I wrote this unpublished post at 1:18 a.m., three weeks ago:
“As for me, all I know is that I know nothing.” -Socrates.
At times, I am asked for advice. I’m honoured, but then, equally humbled by reality. I am healthier than I’ve ever been, but the disease is ever-present. “Wellness” will always be, at least in part, illusory.
Disease comes with great responsibility. Not really the super-hero power I had in mind.
I am three weeks away from these thoughts, sweating slightly in my still zipped up winter coat, procrastinating the journey back down to the packages I’d forgotten in the trunk of my car. I don’t really remember why I chose not to post this. Perhaps I thought it was too whiny, too repetitive of things I’ve said and written before. I had been preparing for a tea date requested by a friend who was just diagnosed, not sure of how I felt, uneasy and afraid of giving bad advice. Later, I watched myself tell my story, the easy release of things once so raw, so tight, so grating, now soft and lifted up and out like the steam off our cups. Too melodramatic of a scene? I suppose so. Influenced, no doubt, by the epic novel I’ve hardly been able to put down.
It was the first time I had been in the physical presence of someone wanting to talk with me about Lupus. All the other times, it had been online and that day, my story was much more of a “history,” more than ever before.

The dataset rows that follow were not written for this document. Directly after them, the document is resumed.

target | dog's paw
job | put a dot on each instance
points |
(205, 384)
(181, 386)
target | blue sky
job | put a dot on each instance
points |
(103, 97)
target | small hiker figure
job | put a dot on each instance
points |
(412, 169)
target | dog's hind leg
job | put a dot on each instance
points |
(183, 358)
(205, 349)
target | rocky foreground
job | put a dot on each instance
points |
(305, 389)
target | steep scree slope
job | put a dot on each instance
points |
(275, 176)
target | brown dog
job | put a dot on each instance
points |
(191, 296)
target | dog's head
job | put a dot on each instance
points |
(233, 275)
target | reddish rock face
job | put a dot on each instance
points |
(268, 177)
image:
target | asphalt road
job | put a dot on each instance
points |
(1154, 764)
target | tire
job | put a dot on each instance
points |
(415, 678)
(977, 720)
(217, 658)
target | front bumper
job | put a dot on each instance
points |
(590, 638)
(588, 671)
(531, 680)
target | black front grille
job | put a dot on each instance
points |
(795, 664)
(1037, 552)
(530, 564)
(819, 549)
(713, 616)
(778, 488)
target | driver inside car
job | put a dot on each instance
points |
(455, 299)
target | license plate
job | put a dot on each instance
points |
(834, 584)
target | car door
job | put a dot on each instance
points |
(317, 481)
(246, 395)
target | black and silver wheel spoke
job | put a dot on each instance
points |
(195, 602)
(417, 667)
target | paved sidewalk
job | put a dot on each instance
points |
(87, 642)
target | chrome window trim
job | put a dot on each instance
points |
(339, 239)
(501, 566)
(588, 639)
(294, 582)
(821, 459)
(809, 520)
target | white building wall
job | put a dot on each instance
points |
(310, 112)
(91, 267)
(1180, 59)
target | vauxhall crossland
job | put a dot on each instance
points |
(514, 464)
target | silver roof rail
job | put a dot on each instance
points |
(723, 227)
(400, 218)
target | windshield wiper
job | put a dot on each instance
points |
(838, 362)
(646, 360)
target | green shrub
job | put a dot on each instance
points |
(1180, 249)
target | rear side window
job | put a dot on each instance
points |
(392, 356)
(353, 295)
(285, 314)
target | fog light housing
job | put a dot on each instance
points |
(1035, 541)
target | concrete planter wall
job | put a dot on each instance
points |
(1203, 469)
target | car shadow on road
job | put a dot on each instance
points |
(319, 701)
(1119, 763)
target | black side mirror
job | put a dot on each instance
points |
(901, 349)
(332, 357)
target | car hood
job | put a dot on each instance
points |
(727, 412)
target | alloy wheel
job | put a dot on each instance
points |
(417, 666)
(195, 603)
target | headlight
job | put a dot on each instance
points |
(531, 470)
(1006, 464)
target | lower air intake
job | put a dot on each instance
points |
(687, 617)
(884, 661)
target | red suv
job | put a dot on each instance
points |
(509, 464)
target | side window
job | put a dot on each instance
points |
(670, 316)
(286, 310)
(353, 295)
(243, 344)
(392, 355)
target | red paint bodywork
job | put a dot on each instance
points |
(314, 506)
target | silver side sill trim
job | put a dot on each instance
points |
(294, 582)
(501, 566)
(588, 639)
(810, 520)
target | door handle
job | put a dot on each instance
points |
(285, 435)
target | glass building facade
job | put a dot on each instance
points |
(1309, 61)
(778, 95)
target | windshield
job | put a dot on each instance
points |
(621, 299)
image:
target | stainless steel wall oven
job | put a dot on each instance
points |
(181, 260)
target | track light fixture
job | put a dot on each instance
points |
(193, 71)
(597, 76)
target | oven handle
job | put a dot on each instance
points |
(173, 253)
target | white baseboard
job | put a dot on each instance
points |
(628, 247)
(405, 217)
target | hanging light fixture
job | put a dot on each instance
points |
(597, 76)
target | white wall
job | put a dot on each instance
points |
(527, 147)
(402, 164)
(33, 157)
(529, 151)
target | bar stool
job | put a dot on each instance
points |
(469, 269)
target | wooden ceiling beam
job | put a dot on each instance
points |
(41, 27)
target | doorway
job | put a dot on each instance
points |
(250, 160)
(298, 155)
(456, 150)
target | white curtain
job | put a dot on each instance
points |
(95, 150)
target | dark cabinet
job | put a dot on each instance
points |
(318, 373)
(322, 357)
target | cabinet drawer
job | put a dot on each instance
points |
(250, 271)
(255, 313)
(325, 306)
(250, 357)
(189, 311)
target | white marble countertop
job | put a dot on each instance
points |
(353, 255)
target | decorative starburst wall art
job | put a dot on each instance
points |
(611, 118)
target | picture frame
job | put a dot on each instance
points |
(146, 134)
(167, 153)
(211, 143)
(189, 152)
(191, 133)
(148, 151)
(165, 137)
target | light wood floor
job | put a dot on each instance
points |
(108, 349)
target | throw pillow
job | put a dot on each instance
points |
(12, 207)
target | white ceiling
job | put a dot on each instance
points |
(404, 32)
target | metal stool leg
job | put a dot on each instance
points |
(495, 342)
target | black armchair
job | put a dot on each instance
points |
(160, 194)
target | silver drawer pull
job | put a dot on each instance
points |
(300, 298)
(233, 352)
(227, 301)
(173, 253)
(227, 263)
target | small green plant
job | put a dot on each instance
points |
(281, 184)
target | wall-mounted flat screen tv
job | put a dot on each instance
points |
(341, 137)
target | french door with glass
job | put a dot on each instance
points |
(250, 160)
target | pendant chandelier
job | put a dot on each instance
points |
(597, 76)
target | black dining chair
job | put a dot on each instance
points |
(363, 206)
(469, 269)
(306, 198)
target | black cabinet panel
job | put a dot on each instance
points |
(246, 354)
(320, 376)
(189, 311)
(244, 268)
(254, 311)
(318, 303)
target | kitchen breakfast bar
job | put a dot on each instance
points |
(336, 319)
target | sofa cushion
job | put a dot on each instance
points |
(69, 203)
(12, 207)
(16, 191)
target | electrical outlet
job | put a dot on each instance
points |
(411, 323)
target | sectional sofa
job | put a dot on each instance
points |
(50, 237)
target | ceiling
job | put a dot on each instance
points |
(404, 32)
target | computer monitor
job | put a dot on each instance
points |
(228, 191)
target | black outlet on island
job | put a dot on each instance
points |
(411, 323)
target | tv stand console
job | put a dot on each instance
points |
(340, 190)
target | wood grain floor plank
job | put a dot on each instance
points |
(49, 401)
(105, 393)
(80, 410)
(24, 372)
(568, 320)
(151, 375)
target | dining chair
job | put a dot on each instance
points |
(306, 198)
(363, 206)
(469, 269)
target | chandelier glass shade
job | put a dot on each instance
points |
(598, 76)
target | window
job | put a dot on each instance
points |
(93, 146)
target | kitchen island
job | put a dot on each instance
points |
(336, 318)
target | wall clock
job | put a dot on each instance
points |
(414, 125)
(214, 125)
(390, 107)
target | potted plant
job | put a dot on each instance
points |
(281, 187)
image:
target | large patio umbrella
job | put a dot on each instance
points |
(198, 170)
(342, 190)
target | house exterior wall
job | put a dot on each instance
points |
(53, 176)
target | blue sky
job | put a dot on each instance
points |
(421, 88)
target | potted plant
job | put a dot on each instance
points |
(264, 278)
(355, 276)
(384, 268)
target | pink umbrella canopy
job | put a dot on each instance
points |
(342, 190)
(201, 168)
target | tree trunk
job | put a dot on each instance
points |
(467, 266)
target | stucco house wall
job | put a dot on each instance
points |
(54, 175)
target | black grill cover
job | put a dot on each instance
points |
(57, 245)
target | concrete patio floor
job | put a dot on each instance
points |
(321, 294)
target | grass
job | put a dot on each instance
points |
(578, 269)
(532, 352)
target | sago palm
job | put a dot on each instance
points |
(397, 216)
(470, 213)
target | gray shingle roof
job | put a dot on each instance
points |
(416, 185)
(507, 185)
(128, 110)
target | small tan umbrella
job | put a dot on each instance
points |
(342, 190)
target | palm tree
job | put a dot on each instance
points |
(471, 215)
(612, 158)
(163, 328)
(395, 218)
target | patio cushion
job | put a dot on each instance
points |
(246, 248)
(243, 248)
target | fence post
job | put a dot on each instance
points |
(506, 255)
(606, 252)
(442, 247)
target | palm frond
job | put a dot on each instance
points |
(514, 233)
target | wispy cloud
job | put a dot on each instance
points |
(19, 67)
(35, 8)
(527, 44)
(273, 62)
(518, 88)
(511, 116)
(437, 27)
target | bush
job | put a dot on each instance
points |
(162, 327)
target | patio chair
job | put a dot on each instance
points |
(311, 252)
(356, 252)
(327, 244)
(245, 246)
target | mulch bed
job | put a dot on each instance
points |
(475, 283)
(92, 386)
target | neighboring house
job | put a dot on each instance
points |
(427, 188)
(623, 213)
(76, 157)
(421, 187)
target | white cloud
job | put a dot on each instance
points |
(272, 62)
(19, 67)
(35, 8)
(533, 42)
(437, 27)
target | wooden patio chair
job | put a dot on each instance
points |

How much I helped, I don’t know, but it helped me to talk with her… even if I’m unable to describe how.
And now, back to the subject of superhero powers, my sometimes kryptonite, Evil P, has been out of my blood for a month and a half! I have a new plan with my naturopath for the Winter and am looking upward and onward to some new nutrition challenges in the New Year. I know that if I want to stay off Evil P I have to work for it. As mentioned previously, “Face Forward’s Raw Food Challenge” is on deck as well as the start of half-marathon training for a race in June. The goal is to finish, even if the half-marathon turns into a half-walk-a-thon! Other food experimentations have been ongoing, but the busy Fall months at work prevented me from posting about yummy successes like no-bake oat bars and peanut chicken. More “Cooking with the Wolf” adventures to come, I promise! And yes, it’s true, my disease means great responsibility to this previously abused and ignored body of mine. Time to nourish it and let it shine!